We went out for breakfast at a nearby restaurant, and you asked me to tell you the story of the fight again. “Go slow,” you said. I told you about the weigh-in. I told you about the first round. I told you about the company play. I told you about the second round. It took as long to retell as it took to happen the first time through. I leaned hard on the part where I put him down. You smiled distantly and folded your hands in front of you.
“I have a question,” you said.
“Yes,” I said.
“I’m not sure how to ask.”
“I know the question,” I said. “Yes. The answer is yes.
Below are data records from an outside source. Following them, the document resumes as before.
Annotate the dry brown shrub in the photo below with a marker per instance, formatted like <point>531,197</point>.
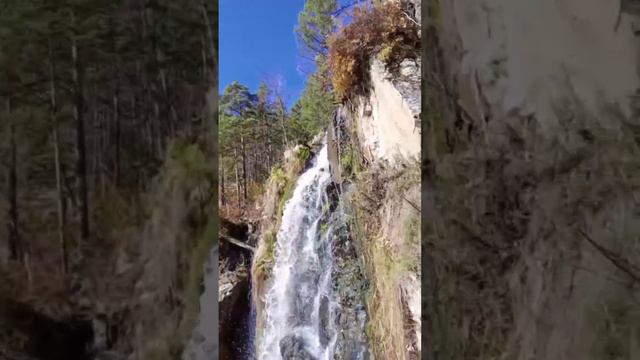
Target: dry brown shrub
<point>385,30</point>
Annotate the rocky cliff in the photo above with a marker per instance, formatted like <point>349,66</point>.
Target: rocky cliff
<point>375,142</point>
<point>528,223</point>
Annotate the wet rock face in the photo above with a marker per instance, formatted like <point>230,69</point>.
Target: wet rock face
<point>351,285</point>
<point>292,348</point>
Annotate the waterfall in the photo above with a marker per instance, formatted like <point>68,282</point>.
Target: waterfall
<point>300,305</point>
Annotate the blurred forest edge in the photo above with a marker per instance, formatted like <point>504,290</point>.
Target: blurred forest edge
<point>107,174</point>
<point>264,147</point>
<point>532,232</point>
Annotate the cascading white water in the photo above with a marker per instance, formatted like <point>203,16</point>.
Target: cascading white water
<point>300,305</point>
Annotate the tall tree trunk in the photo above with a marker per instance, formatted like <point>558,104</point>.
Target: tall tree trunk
<point>281,109</point>
<point>244,167</point>
<point>235,156</point>
<point>223,199</point>
<point>53,111</point>
<point>78,114</point>
<point>15,248</point>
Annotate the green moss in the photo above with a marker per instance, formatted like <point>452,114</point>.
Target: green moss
<point>347,162</point>
<point>412,230</point>
<point>304,154</point>
<point>199,256</point>
<point>286,195</point>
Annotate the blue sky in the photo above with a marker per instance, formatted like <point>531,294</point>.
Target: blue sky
<point>257,40</point>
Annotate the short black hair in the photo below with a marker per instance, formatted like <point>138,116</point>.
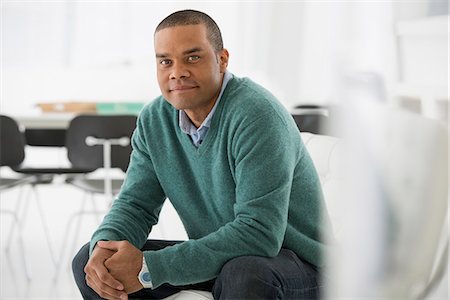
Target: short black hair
<point>194,17</point>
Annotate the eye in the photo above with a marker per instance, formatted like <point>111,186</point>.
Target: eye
<point>193,58</point>
<point>165,62</point>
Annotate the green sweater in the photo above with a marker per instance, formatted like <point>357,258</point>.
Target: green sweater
<point>249,189</point>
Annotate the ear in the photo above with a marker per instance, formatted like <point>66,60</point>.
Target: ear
<point>223,60</point>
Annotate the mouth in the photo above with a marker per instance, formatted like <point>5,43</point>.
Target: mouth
<point>182,88</point>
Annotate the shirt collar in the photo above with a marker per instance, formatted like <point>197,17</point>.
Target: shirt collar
<point>186,124</point>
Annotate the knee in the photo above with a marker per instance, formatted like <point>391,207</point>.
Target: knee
<point>79,262</point>
<point>244,275</point>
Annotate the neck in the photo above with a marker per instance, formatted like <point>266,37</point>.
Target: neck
<point>197,116</point>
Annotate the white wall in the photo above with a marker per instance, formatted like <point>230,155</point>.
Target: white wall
<point>103,51</point>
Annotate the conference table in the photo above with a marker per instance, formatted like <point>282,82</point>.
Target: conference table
<point>45,129</point>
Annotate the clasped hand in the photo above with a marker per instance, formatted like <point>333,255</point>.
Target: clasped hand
<point>113,268</point>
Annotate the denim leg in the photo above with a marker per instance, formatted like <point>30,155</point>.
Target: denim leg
<point>254,277</point>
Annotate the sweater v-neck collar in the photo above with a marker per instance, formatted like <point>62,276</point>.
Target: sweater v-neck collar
<point>212,131</point>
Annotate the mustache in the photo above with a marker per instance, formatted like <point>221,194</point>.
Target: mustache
<point>182,84</point>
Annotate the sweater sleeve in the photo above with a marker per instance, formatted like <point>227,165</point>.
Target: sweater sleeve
<point>265,155</point>
<point>139,203</point>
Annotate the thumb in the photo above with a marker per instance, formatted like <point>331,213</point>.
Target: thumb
<point>110,245</point>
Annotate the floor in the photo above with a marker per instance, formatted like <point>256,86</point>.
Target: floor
<point>58,202</point>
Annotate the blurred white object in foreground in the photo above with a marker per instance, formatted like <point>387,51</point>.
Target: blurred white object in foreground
<point>394,203</point>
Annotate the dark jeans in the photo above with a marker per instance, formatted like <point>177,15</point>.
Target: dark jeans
<point>247,277</point>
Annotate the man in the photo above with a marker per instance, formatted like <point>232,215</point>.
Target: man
<point>230,159</point>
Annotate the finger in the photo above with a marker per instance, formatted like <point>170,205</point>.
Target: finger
<point>110,245</point>
<point>106,278</point>
<point>103,290</point>
<point>99,271</point>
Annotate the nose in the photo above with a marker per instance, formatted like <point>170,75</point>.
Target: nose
<point>179,71</point>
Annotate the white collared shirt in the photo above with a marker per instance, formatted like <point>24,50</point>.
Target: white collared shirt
<point>198,134</point>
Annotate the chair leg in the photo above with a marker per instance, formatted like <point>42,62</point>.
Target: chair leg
<point>67,234</point>
<point>16,223</point>
<point>20,219</point>
<point>45,227</point>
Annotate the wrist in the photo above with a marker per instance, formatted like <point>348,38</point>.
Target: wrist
<point>144,275</point>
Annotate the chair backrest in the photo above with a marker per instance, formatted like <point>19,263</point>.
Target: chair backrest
<point>12,142</point>
<point>99,126</point>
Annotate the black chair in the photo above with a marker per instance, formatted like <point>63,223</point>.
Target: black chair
<point>12,154</point>
<point>94,142</point>
<point>99,141</point>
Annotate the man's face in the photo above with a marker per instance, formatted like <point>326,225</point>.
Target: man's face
<point>189,71</point>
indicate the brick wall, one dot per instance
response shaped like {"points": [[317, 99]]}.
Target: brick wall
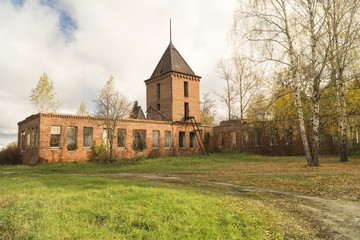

He looks just like his father, and I beat the hell out of him.” You kept your eyes cast down and wouldn’t meet my gaze. “What could I have done?” I said. “I wanted to rattle every tooth in his head.”
You brought up a hand to your forehead and then set it back down. “I brought you something,” you said. “I am not sure if I should give it to you.” The hand went into your purse and withdrew an envelope. It was stamped with the company’s name, and inside there was a sheet of letterhead. It was a note from Cory’s father—I recognized the handwriting. “I cannot see you any longer and I cannot explain why,” it said. “One day I will have a man call you. I want you to love him, or to try. Do it for me, at first, and stop only if you cannot do it for yourself.”
I put the letter down. There was a cold spot within me: warm at the center, yes, but freezing all around that, and growing. A crowd was collecting outside. The fight had made the papers, and there was a picture of me on the front page thrusting my hands skyward as the final bell rang. You looked at the letter as if you weren’t sure what to do with it and then returned it to your purse. I reached for the purse, but my hand stopped halfway as if it had encountered an obstacle. “Don’t get upset,” you said.
“Already there,” I said. It was the second clever thing I had ever said. We left the restaurant together though we walked far apart. I should have waved to the crowd, but I kept my hands at my sides. There were just too many people calling out.